Une société de chasse constitue une personne civile, ayant un patrimoine et des intérêts distincts de ceux de ses membres, et peut être représentée en justice par ses mandataires statutaires, en l'espèce son président.

Ainsi décidé sur les conclusions de M. Jean Marquet, avocat général, par la réformation d'un jugement du tribunal civil de Poitiers du 4 mai 1908. On trouvera dans la Gazette des Tribunaux du 4 février le texte des deux décisions.

COUR D'APPEL DE RIOM

(13 janvier 1909.)

CULTE. SÉPARATION DES ÉGLISES ET DE L'ÉTAT.
PRÉTENDU DÉTOURNEMENT.

CHASSE.

Le paragraphe 3 de l'article 400 du Code pénal, qui prévoit le cas où le saisi a détourné des objets saisis sur lui ou confiés à sa garde, ne peut être invoqué que contre le saisi lui-même ou contre ceux à l'encontre desquels le séquestre a été ordonné.

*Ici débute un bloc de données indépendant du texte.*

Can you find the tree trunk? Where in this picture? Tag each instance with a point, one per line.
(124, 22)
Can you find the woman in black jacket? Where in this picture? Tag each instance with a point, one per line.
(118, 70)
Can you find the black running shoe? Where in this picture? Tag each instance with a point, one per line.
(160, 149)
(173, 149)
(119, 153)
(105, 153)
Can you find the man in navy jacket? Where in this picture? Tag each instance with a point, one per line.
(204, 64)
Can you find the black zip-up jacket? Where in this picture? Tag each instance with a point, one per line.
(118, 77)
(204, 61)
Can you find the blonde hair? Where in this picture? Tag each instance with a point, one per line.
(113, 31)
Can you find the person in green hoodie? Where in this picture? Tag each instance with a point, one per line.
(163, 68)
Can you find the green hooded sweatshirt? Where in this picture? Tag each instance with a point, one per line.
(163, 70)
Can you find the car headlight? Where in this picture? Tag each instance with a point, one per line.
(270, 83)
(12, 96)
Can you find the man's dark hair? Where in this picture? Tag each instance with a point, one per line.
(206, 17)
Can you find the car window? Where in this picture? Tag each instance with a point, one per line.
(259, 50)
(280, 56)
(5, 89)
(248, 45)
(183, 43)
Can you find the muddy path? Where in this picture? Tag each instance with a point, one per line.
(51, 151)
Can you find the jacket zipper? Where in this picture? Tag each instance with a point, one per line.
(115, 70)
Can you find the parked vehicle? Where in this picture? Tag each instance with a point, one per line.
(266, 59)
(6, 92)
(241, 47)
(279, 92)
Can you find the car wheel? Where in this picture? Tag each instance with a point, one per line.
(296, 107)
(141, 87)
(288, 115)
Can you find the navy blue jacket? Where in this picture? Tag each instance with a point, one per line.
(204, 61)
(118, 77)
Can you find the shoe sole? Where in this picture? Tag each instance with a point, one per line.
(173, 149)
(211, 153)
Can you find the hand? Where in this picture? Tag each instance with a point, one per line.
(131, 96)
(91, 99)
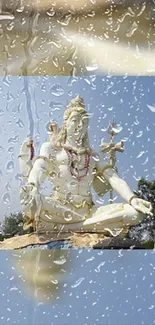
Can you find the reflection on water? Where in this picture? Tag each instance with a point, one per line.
(77, 287)
(43, 270)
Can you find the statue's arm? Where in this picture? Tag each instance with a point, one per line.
(41, 166)
(110, 174)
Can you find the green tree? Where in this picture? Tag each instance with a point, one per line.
(13, 225)
(146, 230)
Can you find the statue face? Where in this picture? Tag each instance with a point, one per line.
(77, 125)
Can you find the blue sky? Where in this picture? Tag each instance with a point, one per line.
(27, 105)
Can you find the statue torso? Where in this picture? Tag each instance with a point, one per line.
(72, 173)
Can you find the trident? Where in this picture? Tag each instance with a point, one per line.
(112, 148)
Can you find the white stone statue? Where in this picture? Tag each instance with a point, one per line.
(73, 168)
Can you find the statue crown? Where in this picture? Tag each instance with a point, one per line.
(77, 102)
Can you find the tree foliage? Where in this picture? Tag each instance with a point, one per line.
(145, 231)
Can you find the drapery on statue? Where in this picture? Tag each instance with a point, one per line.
(73, 168)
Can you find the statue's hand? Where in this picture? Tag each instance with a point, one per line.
(142, 206)
(28, 195)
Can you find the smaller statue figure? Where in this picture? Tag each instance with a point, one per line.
(74, 168)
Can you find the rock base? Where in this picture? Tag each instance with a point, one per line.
(71, 240)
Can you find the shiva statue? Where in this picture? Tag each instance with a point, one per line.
(74, 169)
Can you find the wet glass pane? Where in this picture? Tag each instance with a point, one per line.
(77, 287)
(72, 285)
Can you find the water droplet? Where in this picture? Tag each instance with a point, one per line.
(6, 198)
(20, 123)
(14, 139)
(61, 261)
(99, 266)
(78, 282)
(141, 154)
(10, 166)
(11, 149)
(1, 112)
(92, 67)
(131, 31)
(68, 216)
(95, 156)
(57, 90)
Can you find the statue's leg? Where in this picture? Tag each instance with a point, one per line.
(55, 211)
(115, 216)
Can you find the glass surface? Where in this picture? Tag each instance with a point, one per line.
(77, 287)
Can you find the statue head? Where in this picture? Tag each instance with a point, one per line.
(75, 122)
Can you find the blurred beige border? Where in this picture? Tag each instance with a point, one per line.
(79, 37)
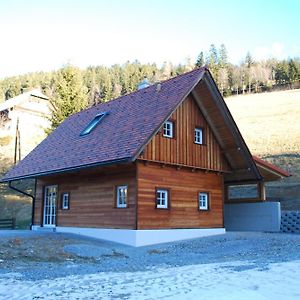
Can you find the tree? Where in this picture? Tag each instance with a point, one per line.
(223, 57)
(212, 61)
(70, 95)
(249, 65)
(281, 72)
(200, 60)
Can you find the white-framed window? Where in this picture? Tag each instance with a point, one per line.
(168, 129)
(162, 198)
(122, 192)
(203, 201)
(65, 201)
(199, 136)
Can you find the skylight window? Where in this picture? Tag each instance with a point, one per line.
(93, 123)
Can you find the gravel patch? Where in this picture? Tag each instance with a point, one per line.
(42, 255)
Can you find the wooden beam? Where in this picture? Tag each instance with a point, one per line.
(261, 191)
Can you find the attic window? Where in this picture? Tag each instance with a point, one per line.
(168, 129)
(93, 123)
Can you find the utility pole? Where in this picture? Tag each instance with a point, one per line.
(17, 156)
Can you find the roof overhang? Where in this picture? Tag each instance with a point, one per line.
(269, 171)
(226, 132)
(66, 170)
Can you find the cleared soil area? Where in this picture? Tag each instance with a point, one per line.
(50, 255)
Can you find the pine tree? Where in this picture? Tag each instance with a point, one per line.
(200, 60)
(212, 61)
(293, 71)
(70, 95)
(223, 57)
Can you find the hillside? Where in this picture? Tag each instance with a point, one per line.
(270, 125)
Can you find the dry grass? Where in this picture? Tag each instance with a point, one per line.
(270, 125)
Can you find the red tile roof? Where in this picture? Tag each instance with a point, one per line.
(132, 120)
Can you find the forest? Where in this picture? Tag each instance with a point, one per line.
(97, 84)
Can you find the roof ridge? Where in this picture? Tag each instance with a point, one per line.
(204, 68)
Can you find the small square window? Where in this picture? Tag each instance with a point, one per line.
(65, 201)
(162, 198)
(122, 192)
(199, 136)
(203, 201)
(168, 129)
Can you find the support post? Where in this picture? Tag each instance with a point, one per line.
(262, 191)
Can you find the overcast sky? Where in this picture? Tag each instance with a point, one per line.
(42, 35)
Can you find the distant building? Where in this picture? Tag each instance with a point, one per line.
(30, 111)
(153, 166)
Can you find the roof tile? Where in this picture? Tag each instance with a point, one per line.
(132, 120)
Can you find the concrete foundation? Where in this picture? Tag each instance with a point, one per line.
(139, 238)
(260, 216)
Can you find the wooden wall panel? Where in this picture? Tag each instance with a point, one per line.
(92, 199)
(181, 149)
(184, 187)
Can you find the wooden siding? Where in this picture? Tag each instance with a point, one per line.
(92, 198)
(184, 186)
(181, 149)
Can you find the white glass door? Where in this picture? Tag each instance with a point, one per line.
(50, 206)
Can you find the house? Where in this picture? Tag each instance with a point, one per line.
(26, 115)
(149, 167)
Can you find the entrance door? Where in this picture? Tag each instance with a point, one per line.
(50, 206)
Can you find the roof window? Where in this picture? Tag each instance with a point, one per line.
(93, 123)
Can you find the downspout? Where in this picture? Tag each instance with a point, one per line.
(28, 195)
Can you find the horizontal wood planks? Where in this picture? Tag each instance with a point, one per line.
(181, 149)
(92, 198)
(184, 186)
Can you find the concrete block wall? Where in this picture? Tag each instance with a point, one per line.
(259, 216)
(290, 221)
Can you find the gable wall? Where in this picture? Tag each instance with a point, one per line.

On prétendrait en vain que le séquestre des biens d'une fabrique d'église a été prononcé à l'encontre du desservant de la paroisse, lequel ne représente à aucun titre, depuis la promulgation de la loi sur la séparation des Églises et de l'État, l'ancienne fabrique.

Le délit d'abus de confiance, portant sur un objet d'une valeur de plus de 150 francs, est subordonné à la preuve par écrit de la préexistence d'un contrat de dépôt ou de prêt à usage.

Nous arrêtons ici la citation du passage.